1. OdySea Aquarium & Butterfly Wonderland (~15 min). The Southwest’s biggest aquarium — sharks overhead in the tunnel, a sloth named Fernando, and a rotating ‘living gallery’ — shares a parking lot with a rainforest atrium where butterflies land on your kids’ heads. One outing, two attractions, zero meltdowns.
2. McCormick-Stillman Railroad Park (~18 min). Rideable miniature trains, a 1950 carousel, museums, and shaded playgrounds — for a few dollars a ride. Generations of Scottsdale kids grew up here and it has not lost a step. Go in the morning, picnic under the ramadas.
3. Musical Instrument Museum (~8 min). Sounds adult; is not. The Experience Gallery lets kids play instruments from around the world — including a gong the size of a kiddie pool — and the wireless headsets make every exhibit feel like magic. Air-conditioned, stroller-friendly, brilliant.
4. Desert Ridge Marketplace splash pad (~5 min). Free, five minutes away, next to ice cream. On a 105°F afternoon, this is not a suggestion, it is a survival strategy. The AMC theater next door handles the hottest hour of the day.

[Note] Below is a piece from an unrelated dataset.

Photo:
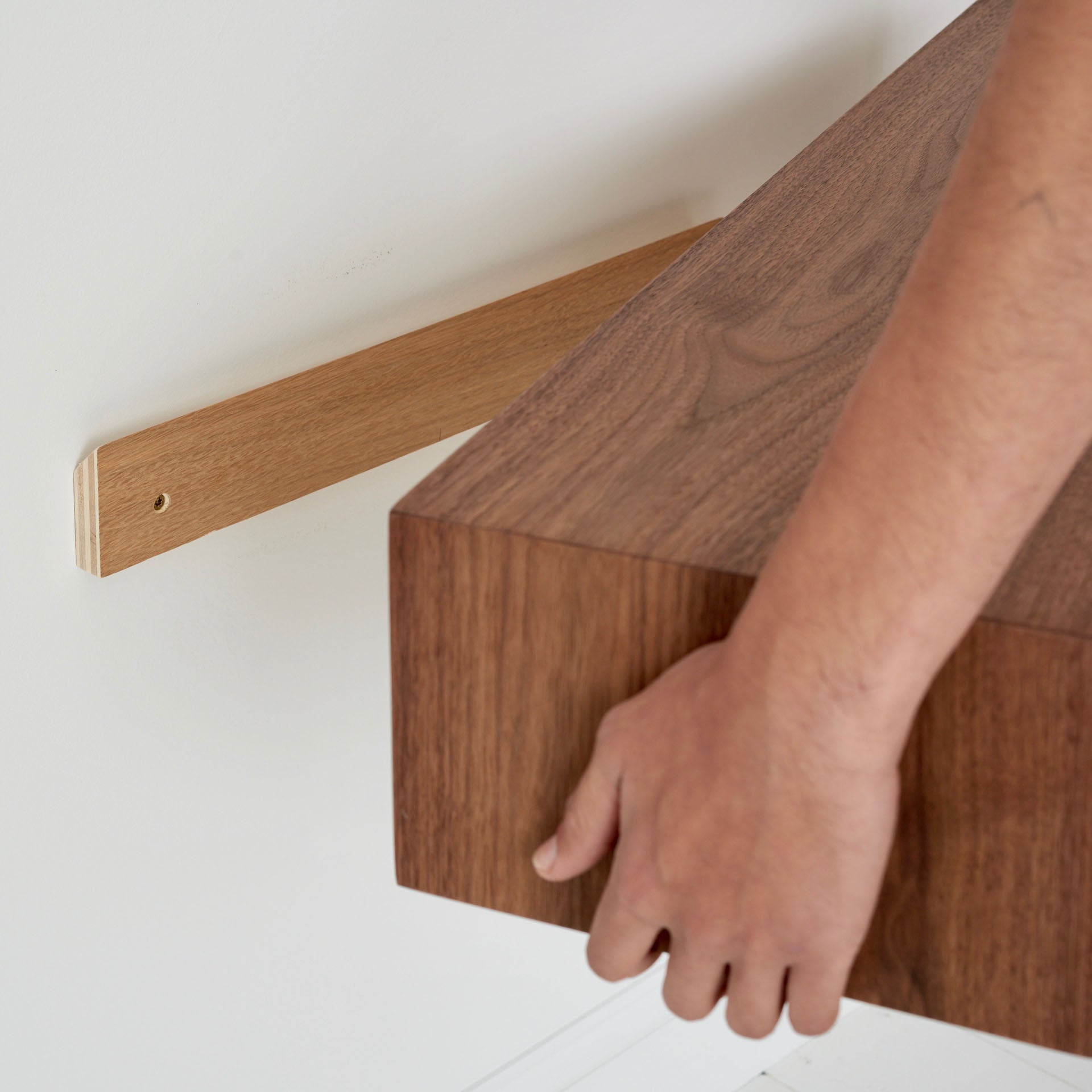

5. Lookout Mountain easy loop (~8 min). Skip the summit and walk the lower Circumference Trail: flat enough for confident little legs, with lizards, jackrabbits, and saguaros to count. Go at 7 AM, bring more water than seems reasonable, and you will raise tiny hikers.
6. Phoenix Zoo (~25 min). One of the largest non-profit zoos in the country. The Africa Trail before 10 AM is when the animals show up for work; the splash pad and carousel handle the afternoon. November–January, come back at night for ZooLights.
7. Spring training (Feb–March, ~20 min). Salt River Fields lawn tickets cost less than a pizza. Kids sprawl on the grass, players sign autographs along the fence, and nobody minds when your toddler narrates the game.
THE SECRET WEAPON: the house itself. Our guests with kids tell us the pool is the real headliner — saltwater (gentler on eyes), with pool toys in the garage, a fenced yard, and a pack-n-play, high chair, baby bath and monitor available so you can pack light. Board games and a pool table cover the evenings. Plan one outing per day, swim the rest, and everyone goes home happy — parents included.
WHERE TO EAT WITH KIDS: Oregano’s (5 minutes) is the family dinner cheat code — pizza, pasta, and the famous Pizza Cookie dessert that buys you twenty minutes of silence. Yard House’s menu has something for every picky eater, the Desert Ridge food options surround the splash pad, and Snooze does kid pancakes that look like art. For a treat run, there is ice cream within sight of the splash pad.
NAP-TIME LOGISTICS, FROM PARENTS WHO HOST PARENTS: the house layout helps — bedrooms are spread out enough that an afternoon crib nap survives a pool party, the playroom keeps early risers busy, and blackout-friendly shades in the bedrooms make 7 PM bedtimes plausible even in summer when the sun has other ideas. Strollers roll easily at MIM, OdySea, the zoo and the railroad park; only Camelback is off the stroller list.